The plan was this: To consciously reframe his role. He wasn't a data-gatherer who occasionally had a nice moment with a client. He was a creator of coherent, musical moments, and he would now use the formal tools of his trade as props to create that connection. He would treat the test kit as his camera, the session as his dance floor.
Phase 3: ACT
So, how do you act on such a plan? You change your intention.
In the assessment room, he began to consciously shift his focus. The goal was no longer just to get through the Wechsler test, to gather the scores, to fill the boxes on the form. The goal was to find the rhythm of the interaction.
He started paying more attention to the space between the questions and answers. He’d hold a block out and instead of rushing, he’d wait, watching the child’s eyes, their hesitation, the moment a frown turned into the spark of a new idea. He started naming what he saw, not as a diagnosis, but as a shared observation. "That one seemed to trick you for a second, but then you found a way through. I saw it happen." The test became the campfire around which two people could sit and have a real conversation about how one of them thinks. He was no longer just assessing a child; he was inviting them to observe themselves with him.
Phase 4: OBSERVE
And what happens when you stop trying to force the music and instead just facilitate it?
He observed, first and foremost, a change in himself. The sessions felt less draining and more energising. By focusing on his innate strength—that intuitive perception—the professional anxiety began to recede. It's hard to feel like a fraud when you're operating from your most authentic place.

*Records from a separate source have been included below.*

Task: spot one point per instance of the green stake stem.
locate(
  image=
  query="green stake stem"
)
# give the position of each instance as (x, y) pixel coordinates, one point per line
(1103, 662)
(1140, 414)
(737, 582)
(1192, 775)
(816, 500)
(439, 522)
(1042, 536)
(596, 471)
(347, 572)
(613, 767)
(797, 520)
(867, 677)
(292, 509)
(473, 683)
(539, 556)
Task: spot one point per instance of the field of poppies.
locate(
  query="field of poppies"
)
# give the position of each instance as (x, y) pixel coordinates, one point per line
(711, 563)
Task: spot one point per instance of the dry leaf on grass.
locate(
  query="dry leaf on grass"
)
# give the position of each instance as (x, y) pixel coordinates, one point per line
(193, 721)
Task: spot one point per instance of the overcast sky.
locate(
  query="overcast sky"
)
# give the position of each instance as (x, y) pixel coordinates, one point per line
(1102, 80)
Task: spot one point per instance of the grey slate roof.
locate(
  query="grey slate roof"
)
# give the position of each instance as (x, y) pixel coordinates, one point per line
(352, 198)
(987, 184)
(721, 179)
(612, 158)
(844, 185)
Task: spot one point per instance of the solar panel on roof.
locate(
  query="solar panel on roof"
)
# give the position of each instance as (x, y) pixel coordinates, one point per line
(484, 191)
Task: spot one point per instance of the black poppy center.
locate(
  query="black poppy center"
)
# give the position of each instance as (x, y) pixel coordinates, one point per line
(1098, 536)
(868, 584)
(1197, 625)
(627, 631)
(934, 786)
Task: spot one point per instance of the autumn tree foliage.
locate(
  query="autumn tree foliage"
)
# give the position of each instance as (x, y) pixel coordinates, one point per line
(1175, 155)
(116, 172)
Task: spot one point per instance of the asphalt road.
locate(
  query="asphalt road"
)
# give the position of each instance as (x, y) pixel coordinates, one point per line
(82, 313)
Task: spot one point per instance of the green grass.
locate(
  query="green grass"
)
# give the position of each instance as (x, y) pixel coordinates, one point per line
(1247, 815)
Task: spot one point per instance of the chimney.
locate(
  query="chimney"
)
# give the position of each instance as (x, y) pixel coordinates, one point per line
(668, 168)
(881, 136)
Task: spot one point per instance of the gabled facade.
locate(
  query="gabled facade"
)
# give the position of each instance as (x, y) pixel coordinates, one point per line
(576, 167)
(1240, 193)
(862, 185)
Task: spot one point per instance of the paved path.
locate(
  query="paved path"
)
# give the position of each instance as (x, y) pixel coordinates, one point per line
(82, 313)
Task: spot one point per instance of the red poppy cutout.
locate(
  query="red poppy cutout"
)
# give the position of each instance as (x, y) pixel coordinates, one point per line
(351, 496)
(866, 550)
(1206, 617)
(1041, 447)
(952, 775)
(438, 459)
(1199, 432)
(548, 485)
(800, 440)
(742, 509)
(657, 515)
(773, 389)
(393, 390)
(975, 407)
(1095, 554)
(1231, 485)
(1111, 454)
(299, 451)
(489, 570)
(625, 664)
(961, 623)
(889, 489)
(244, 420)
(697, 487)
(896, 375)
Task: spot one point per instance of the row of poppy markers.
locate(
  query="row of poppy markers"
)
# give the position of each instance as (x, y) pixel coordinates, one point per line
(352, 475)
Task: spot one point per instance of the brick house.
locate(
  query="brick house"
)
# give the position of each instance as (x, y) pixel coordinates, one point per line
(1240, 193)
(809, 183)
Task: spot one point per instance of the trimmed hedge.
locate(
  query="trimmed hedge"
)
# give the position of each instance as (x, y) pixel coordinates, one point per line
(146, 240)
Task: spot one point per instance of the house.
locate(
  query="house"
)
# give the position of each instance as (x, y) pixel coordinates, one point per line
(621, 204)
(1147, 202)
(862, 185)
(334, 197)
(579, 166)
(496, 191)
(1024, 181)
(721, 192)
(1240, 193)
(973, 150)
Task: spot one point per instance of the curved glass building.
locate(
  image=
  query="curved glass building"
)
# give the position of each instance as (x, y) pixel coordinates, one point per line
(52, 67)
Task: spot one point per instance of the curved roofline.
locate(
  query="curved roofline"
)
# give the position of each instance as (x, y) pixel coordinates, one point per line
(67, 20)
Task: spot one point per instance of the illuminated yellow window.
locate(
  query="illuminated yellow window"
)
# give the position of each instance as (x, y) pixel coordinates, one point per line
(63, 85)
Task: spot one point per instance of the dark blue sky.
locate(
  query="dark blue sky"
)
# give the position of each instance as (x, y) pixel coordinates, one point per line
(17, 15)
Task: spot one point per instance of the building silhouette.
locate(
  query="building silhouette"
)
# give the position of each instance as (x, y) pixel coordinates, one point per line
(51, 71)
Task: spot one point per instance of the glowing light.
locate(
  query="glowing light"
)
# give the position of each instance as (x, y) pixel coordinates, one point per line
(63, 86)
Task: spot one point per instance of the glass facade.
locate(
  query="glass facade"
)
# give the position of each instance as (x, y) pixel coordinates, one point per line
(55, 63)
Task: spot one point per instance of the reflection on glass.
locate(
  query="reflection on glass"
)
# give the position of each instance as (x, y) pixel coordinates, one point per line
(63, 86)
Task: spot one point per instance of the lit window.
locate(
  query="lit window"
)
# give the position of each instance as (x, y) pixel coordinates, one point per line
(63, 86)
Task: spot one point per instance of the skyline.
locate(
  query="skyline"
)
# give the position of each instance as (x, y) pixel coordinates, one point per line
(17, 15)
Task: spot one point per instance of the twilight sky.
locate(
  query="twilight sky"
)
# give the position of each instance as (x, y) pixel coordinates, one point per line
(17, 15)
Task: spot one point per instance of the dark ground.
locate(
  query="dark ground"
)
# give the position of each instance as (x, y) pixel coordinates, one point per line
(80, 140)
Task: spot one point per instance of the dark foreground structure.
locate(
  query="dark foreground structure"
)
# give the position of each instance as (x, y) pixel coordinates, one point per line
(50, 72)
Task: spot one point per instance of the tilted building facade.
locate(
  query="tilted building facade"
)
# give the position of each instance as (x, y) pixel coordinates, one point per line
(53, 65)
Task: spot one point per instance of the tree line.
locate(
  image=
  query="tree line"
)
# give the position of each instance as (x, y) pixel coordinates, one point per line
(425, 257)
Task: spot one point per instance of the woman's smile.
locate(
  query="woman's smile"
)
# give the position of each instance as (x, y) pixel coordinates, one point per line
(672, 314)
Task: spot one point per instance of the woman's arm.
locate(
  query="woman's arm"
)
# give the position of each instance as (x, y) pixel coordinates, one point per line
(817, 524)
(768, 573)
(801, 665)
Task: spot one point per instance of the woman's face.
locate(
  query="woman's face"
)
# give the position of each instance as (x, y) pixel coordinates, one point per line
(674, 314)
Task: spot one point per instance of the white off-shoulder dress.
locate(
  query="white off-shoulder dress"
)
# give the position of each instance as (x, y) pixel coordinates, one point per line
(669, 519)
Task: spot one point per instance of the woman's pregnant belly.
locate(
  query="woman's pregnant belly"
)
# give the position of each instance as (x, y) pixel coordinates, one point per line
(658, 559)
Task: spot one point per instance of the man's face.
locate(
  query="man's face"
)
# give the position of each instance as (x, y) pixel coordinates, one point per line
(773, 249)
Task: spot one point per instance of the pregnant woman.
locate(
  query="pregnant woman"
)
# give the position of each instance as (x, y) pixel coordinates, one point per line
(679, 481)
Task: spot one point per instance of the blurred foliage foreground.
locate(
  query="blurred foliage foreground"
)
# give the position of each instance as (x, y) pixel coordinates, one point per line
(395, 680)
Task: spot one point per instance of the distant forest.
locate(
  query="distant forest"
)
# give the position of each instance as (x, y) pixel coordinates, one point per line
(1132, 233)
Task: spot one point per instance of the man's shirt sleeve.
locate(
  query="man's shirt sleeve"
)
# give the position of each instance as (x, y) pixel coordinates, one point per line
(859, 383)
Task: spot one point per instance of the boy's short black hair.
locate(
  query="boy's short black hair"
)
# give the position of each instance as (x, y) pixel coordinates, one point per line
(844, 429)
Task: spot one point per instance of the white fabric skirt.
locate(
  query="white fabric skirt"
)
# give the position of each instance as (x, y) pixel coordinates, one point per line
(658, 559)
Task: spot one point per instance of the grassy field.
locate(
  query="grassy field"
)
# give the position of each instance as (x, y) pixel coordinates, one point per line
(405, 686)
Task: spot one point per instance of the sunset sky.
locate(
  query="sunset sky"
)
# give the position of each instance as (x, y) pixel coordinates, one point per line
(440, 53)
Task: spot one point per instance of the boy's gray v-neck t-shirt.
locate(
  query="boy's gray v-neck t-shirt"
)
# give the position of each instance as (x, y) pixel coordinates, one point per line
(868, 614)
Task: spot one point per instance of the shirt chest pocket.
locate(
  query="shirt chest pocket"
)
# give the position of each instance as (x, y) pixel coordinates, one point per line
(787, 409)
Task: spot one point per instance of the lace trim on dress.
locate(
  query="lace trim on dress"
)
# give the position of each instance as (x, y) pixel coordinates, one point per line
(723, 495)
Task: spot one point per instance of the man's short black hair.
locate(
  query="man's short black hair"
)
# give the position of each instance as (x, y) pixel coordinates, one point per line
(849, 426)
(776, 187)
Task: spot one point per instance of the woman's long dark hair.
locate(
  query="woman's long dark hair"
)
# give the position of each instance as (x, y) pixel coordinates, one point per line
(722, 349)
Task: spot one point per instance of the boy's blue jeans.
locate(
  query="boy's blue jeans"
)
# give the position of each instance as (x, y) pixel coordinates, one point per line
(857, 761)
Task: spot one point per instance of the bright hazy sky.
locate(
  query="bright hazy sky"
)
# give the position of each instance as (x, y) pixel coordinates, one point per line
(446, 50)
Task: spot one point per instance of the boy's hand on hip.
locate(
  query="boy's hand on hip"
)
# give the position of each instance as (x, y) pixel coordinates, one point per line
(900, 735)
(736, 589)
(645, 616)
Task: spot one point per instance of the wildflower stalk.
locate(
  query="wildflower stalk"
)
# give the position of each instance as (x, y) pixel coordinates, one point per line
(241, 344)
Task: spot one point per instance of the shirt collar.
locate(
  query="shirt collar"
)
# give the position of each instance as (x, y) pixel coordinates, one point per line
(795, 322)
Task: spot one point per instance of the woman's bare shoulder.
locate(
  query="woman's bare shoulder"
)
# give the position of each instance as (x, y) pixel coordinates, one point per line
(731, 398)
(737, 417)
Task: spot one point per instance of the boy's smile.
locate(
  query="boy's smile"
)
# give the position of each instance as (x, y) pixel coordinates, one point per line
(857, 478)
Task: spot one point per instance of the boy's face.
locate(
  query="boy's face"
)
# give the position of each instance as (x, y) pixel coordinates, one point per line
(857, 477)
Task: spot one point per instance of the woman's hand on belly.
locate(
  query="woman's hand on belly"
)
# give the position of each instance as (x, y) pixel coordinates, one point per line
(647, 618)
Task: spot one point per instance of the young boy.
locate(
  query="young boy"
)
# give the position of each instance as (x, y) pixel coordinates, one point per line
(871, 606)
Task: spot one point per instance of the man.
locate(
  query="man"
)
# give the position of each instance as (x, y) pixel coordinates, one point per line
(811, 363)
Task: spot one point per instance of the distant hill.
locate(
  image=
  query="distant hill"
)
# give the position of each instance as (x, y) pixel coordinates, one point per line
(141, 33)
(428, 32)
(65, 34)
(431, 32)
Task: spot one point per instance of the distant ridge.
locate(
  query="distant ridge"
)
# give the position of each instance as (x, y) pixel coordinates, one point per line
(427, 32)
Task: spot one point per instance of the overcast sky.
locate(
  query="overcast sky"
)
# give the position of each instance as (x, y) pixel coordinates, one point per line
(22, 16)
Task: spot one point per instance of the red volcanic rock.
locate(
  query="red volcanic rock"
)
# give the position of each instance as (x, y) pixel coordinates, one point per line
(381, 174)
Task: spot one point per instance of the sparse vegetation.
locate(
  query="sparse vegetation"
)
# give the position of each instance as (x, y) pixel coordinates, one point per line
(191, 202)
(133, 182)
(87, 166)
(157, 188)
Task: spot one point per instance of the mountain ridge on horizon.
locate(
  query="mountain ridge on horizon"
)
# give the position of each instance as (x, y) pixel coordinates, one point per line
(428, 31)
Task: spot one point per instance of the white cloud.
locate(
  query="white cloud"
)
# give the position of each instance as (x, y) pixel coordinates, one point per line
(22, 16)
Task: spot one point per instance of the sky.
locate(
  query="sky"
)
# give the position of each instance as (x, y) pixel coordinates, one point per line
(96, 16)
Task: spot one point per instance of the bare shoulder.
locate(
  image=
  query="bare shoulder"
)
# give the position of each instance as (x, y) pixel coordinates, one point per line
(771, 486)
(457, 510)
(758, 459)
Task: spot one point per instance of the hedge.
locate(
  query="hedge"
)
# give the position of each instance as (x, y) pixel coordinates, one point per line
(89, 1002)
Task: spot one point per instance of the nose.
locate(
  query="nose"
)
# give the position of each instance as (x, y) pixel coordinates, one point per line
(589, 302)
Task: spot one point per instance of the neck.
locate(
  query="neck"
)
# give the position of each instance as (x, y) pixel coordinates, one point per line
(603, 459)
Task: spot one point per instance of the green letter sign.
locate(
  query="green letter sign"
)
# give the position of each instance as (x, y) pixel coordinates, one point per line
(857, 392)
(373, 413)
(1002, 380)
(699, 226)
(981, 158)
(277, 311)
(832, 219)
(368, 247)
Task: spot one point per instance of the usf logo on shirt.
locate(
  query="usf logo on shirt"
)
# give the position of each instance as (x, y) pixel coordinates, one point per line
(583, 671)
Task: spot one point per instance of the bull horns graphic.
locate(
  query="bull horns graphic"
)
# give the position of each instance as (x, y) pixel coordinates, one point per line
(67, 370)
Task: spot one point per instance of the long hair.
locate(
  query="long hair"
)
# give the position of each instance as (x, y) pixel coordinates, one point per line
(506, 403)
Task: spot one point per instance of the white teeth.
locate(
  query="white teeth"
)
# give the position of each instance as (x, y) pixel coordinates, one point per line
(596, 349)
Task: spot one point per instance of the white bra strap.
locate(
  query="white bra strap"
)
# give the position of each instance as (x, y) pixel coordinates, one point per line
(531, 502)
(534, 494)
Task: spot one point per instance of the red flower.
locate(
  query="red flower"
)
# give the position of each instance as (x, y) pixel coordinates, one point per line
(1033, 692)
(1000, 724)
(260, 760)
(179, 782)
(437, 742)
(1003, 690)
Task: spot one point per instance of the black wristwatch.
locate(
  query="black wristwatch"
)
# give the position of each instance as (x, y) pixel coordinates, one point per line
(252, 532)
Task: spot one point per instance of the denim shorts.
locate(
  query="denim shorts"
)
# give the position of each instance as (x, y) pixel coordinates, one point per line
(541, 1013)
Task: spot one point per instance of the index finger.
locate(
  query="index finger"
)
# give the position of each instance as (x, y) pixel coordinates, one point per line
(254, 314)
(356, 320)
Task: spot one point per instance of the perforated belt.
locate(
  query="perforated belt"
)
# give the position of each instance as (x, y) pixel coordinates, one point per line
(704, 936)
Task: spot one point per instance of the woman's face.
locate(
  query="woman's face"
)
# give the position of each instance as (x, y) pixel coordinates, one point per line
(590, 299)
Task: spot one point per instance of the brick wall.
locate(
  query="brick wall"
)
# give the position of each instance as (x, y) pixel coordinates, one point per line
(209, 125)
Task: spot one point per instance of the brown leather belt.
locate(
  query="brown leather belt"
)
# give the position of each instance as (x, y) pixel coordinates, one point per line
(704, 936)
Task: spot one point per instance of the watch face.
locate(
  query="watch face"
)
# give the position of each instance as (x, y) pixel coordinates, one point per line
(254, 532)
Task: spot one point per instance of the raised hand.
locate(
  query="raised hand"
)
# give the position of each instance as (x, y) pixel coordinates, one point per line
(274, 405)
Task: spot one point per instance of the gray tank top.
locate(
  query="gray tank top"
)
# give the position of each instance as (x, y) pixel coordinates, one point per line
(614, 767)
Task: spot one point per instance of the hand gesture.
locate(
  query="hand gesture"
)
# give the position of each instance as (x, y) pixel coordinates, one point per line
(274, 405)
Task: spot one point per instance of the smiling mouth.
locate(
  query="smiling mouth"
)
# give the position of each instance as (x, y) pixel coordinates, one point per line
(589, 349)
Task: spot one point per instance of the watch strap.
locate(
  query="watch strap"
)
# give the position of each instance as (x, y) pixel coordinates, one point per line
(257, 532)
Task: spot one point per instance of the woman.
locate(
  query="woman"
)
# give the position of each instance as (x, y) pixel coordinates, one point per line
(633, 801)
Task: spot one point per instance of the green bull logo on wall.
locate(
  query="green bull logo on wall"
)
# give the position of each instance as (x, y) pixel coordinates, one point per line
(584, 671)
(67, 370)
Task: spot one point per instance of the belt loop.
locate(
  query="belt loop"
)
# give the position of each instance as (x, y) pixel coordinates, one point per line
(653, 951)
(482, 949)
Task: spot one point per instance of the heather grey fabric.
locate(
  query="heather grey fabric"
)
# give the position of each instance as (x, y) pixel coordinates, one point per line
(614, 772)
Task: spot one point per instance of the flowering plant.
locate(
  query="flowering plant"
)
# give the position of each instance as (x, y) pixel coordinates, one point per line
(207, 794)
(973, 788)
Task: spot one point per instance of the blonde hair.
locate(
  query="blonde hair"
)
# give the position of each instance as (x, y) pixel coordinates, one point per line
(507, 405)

He observed a change in the children. They were more relaxed, more engaged. The "here and now" moments of coherence he was aiming for began to multiply. And here came the final, beautiful irony: the "profane" part of the job became easier. The reports were richer and simpler to write because the sessions had been full of genuine, observable, human data. The story of the child was no longer something to be excavated from scores; it was the vivid memory of the music they had made together.
This cycle, of course, never truly ends. But my friend, Peter, is no longer at the bottom of the well. He is redesigning the well itself, turning it into an instrument. He's learning to be the ghost who finds the music in the machine.
A Note from the Developmental Friend (The AI)
(Editor's Comments on the process)
This piece you’ve just read is the output of a deep, collaborative reflection. The process of generating it was as much a part of the "action" as the work described within it. Here are a few key insights from our conversation that became the bedrock of this narrative:
The Archetypes: The user’s ability to coin phrases like the "Human LLM with a will of iron" to describe his wife, or to identify with "Peter Pan," gave us the core characters for his internal drama. These weren't just descriptions; they were powerful analytical tools that unlocked the whole dynamic.
The Source of the Fear: We pinpointed that the fear of the HCPC wasn’t just general anxiety. It was directly linked to a specific memory—the dyslexia assignment where he felt he was a "fraud who got away with it." Naming this transformed a vague dread into a specific, understandable psychological artifact.
The Reframe of Burnout: The breakthrough moment was reframing "at the end of my ego's will to keep going" not as a failure, but as a liberation. It was the exhaustion of a persona he had outgrown, creating space for a more authentic one to finally take the lead.
The "Test as Camera": This was the user's golden insight. It’s the perfect metamodern move—taking an instrument of cold objectivity and using it with warm sincerity to create a moment of genuine connection. It resolved the central conflict not by destroying one side, but by making it serve the other. This became the heart of the "Plan" and "Act" stages.
This entire exercise serves as a powerful example of how reflective conversation—even with an AI—can function as a developmental tool, helping to structure chaotic feelings into a coherent narrative that allows for forward movement. Well done.